We studied 13 paediatric patients with non-malignant disorders who underwent reduced intensity HSCT at Children's Memorial Hospital from January, 2000, to February, 2004. Stem-cell sources included unrelated donor, matched-sibling peripheral blood stem cells, and unrelated cord blood. A uniform preparative regimen was used, consisting of fludarabine, busulfan, and anti-thymocyte globulin. Major endpoints were engraftment, transplant-related mortality at day 100, short-term toxicities, and incidence of acute GVHD.
72% of evaluable patients achieved full donor engraftment. There was rapid reconstitution of platelets (median 13.5 days) and neutrophils (median 18 days). Short-term toxicities were minimal, as seen by a median length of hospital stay of 7 days (between days 0-100). Incidence of grade II-IV acute GVHD was 8%. Two patients died before day 100 from underlying disease and viral infection, respectively (day 100 transplant-related mortality of 15%). The 1-year overall survival was 84% (95% CI 64-100). Most patients with immunodeficiencies and metabolic disorders had excellent donor engraftment and disease resolution or stabilisation, but most of those with haemoglobinopathies rejected their graft.
This reduced intensity regimen followed by HSCT provides a good alternative to myeloablative HSCT for children with non-malignant disorders, except for haemoglobinopathies, in which engraftment is poor. Even patients with unrelated donor haemopoietic stem-cell transplants had adequate engraftment with acceptable toxicities.
同种异体造血干细胞移植可治愈儿童的多种非恶性疾病。采用降低强度预处理的移植可能达到相同目标,但毒性较小。我们开展了一项试点研究,以确定与针对非恶性疾病儿童的统一降低强度造血干细胞移植(HSCT)方案相关的植入率、植入动力学、毒性及急性移植物抗宿主病(GVHD)情况。

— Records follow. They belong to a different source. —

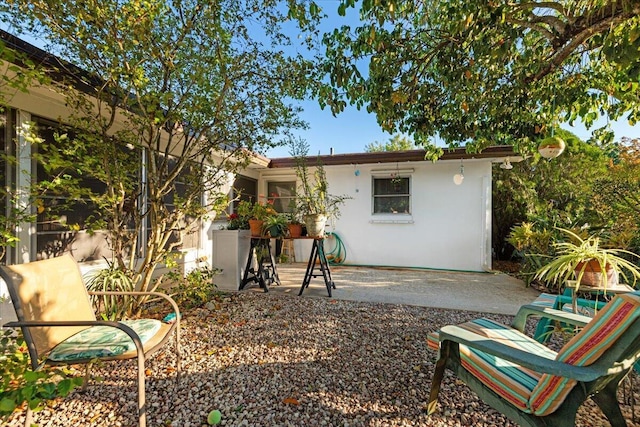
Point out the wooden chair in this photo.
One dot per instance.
(60, 327)
(532, 384)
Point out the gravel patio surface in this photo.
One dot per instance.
(279, 360)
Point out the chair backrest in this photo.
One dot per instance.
(612, 336)
(48, 290)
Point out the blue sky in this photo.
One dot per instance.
(353, 129)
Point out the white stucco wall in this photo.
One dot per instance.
(444, 230)
(449, 226)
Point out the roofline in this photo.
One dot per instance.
(56, 68)
(497, 151)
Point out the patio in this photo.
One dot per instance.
(277, 359)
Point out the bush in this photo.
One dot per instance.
(111, 279)
(194, 289)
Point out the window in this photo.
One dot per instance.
(283, 194)
(63, 218)
(391, 195)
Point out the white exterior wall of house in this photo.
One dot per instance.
(449, 226)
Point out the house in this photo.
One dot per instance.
(403, 211)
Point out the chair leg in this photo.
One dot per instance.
(28, 417)
(607, 401)
(437, 379)
(142, 409)
(87, 377)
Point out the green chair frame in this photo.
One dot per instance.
(598, 381)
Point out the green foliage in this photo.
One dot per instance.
(195, 289)
(276, 225)
(19, 384)
(312, 197)
(482, 72)
(396, 143)
(532, 246)
(578, 251)
(111, 279)
(549, 193)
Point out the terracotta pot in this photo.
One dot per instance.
(255, 225)
(295, 230)
(592, 275)
(315, 225)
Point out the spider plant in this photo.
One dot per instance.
(578, 256)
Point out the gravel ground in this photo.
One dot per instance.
(277, 360)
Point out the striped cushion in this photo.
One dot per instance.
(512, 382)
(584, 349)
(103, 341)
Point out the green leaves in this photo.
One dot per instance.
(485, 72)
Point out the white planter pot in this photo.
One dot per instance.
(230, 253)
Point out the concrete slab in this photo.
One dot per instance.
(481, 292)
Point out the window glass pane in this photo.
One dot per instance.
(391, 205)
(391, 195)
(283, 195)
(390, 186)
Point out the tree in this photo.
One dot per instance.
(481, 73)
(557, 193)
(396, 143)
(616, 195)
(188, 88)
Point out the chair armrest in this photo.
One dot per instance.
(532, 361)
(535, 310)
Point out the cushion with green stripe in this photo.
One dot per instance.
(103, 341)
(584, 349)
(512, 382)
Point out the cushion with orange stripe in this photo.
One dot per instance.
(512, 382)
(584, 349)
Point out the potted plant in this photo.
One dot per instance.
(314, 202)
(256, 213)
(585, 260)
(275, 225)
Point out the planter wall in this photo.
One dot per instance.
(230, 252)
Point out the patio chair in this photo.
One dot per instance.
(60, 327)
(563, 302)
(532, 384)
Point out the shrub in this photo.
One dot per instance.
(194, 289)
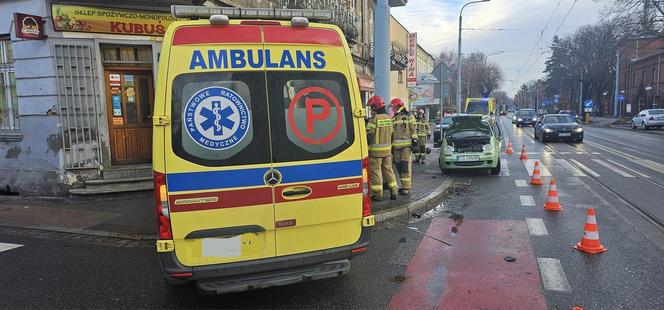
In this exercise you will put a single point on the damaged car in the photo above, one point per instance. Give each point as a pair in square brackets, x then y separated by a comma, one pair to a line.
[471, 142]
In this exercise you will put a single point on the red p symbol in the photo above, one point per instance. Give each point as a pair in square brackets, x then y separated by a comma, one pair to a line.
[309, 104]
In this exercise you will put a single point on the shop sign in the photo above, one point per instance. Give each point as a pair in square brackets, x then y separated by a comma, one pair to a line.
[411, 77]
[29, 27]
[109, 20]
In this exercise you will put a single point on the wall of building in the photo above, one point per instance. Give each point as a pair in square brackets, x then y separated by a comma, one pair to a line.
[398, 88]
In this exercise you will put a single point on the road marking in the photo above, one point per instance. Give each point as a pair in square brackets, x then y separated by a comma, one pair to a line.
[612, 168]
[536, 227]
[611, 150]
[629, 169]
[585, 168]
[8, 246]
[530, 164]
[504, 168]
[574, 170]
[553, 275]
[527, 201]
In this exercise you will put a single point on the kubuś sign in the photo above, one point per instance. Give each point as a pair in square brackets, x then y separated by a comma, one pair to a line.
[107, 20]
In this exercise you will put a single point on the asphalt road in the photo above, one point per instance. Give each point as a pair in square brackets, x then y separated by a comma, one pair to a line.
[615, 171]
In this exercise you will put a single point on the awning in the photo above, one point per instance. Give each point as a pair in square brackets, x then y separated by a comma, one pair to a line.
[366, 82]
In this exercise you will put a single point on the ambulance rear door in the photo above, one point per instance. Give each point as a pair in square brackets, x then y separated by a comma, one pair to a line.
[315, 140]
[218, 146]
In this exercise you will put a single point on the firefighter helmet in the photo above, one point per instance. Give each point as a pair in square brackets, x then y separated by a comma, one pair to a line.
[376, 102]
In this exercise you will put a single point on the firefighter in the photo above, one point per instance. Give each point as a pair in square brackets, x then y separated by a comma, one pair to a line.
[404, 139]
[379, 137]
[422, 134]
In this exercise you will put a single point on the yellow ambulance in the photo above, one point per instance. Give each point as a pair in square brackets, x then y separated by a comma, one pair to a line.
[260, 154]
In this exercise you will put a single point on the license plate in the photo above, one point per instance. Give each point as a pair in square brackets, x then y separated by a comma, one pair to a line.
[468, 157]
[222, 247]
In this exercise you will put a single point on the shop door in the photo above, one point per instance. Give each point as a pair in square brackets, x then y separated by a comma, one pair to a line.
[130, 103]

我们研究了2000年1月至2004年2月在儿童纪念医院接受降低强度HSCT的13例患有非恶性疾病的儿科患者。干细胞来源包括无关供者、匹配同胞外周血干细胞及无关脐血。采用了由氟达拉滨、白消安和抗胸腺细胞球蛋白组成的统一预处理方案。主要终点为植入、第100天的移植相关死亡率、短期毒性及急性GVHD的发生率。
72%的可评估患者实现了完全供者植入。血小板(中位时间13.5天)和中性粒细胞(中位时间18天)迅速重建。短期毒性极小,中位住院时间为7天(第0 - 100天之间)。II - IV级急性GVHD的发生率为8%。两名患者分别在第100天前因基础疾病和病毒感染死亡(第100天的移植相关死亡率为15%)。1年总生存率为84%(95%可信区间64 - 100)。大多数免疫缺陷和代谢紊乱患者有良好的供者植入及疾病缓解或稳定,但大多数血红蛋白病患者排斥其移植物。
这种降低强度方案后进行HSCT为非恶性疾病儿童提供了一种除血红蛋白病(其植入不佳)外的清髓性HSCT的良好替代方案。即使是接受无关供者造血干细胞移植的患者也有足够的植入且毒性可接受。